Plate from the 'Attic Miscellany', i. 41.
A satire on the much advertised and rival theatrical performances of the storming of the Bastille offered to the public during the autumn of 1789 at Astley's Amphitheatre and at Hughes's Royal Circus in St. George's Fields.
Library's copy trimmed within plate mark.
Affixed to the verso of another print, "Le roi esclave ou les sujets rois/ Female patriotism" (see Peel 1670).

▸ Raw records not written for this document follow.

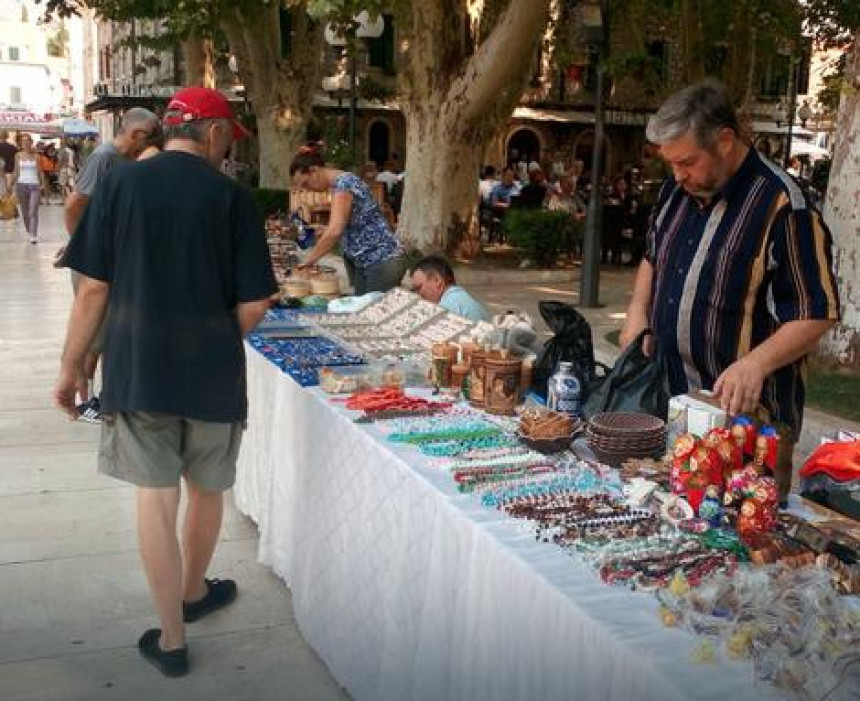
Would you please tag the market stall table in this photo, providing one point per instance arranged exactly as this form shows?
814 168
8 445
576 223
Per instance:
408 589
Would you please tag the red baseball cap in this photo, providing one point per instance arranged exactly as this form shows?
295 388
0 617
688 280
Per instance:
202 103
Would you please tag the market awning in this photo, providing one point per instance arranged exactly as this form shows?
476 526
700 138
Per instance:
560 116
78 127
30 122
804 148
615 117
782 129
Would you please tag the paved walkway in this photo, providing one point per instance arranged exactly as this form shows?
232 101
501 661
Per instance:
616 285
73 599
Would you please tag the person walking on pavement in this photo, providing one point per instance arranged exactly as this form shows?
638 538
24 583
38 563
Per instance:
7 155
180 281
28 180
137 128
737 282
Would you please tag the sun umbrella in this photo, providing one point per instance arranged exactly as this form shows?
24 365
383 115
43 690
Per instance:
79 127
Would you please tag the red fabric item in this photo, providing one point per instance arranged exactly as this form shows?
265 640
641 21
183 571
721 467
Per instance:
202 103
840 461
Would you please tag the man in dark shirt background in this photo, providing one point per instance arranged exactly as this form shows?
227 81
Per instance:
7 153
737 283
174 254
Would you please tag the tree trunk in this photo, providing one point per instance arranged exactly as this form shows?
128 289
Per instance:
453 102
692 40
281 132
842 214
441 183
199 62
280 81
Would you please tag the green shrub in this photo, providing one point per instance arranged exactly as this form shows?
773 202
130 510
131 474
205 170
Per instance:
542 234
271 201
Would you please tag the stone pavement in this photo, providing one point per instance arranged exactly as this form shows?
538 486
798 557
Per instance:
73 598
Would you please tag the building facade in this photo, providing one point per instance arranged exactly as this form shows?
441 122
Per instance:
35 68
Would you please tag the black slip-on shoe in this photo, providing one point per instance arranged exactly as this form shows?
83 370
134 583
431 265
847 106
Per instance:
221 593
171 663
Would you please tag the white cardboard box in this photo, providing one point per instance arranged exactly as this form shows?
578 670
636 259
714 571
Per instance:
695 413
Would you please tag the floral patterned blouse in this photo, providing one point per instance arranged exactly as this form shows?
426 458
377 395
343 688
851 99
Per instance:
367 239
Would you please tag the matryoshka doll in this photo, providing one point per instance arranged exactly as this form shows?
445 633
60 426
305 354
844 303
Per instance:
737 485
766 494
711 510
682 450
744 434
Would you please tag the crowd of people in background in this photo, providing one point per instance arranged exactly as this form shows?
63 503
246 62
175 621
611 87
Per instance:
526 183
56 163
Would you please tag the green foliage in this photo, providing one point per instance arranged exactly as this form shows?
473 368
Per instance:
820 174
270 201
337 151
371 89
58 44
542 234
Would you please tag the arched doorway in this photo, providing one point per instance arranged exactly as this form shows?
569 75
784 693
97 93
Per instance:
378 142
523 144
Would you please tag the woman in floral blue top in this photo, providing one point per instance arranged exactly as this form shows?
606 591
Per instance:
373 255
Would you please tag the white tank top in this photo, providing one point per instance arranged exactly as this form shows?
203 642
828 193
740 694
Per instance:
28 172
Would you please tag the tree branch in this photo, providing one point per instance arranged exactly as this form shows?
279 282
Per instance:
495 74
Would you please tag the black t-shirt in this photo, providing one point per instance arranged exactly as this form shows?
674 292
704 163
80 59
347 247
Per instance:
7 153
180 245
532 196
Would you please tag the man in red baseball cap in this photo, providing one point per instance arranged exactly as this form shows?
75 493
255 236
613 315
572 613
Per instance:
195 104
172 253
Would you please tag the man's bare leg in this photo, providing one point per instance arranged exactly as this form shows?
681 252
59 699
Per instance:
200 533
157 511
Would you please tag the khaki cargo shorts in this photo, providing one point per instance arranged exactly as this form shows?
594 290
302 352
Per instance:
155 450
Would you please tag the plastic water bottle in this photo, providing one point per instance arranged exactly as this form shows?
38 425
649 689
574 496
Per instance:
305 238
564 391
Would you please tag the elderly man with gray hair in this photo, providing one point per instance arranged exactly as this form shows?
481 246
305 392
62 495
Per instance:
137 126
737 283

Print shows a stage representation of the fall of the Bastille. At the back of the stage is the gate of a fortress flanked by pinnacled turrets, each with a cock on the summit. Next it is a flimsy timber drawbridge inscribed 'This is a Drawbridge'. In front of the gate and behind a low battlement stands the governor (de Launay), a flag inscribed 'France' over his shoulder, but holding out a cloth inscribed 'D--n you what do you want. In the foreground are the assailants of the Bastille with muskets, one of whom fires a toy cannon. They are carrying a 'Standard of Liberty', and one man holds up a cloth which reads 'No Bastile.' On the floor at the front of the stage is a paper reading: Mr Centaur can assure the publick since his return from Paris [engraved above 'Dublin'] that this here Bastile is the most exactest of any of the Bastiles existin.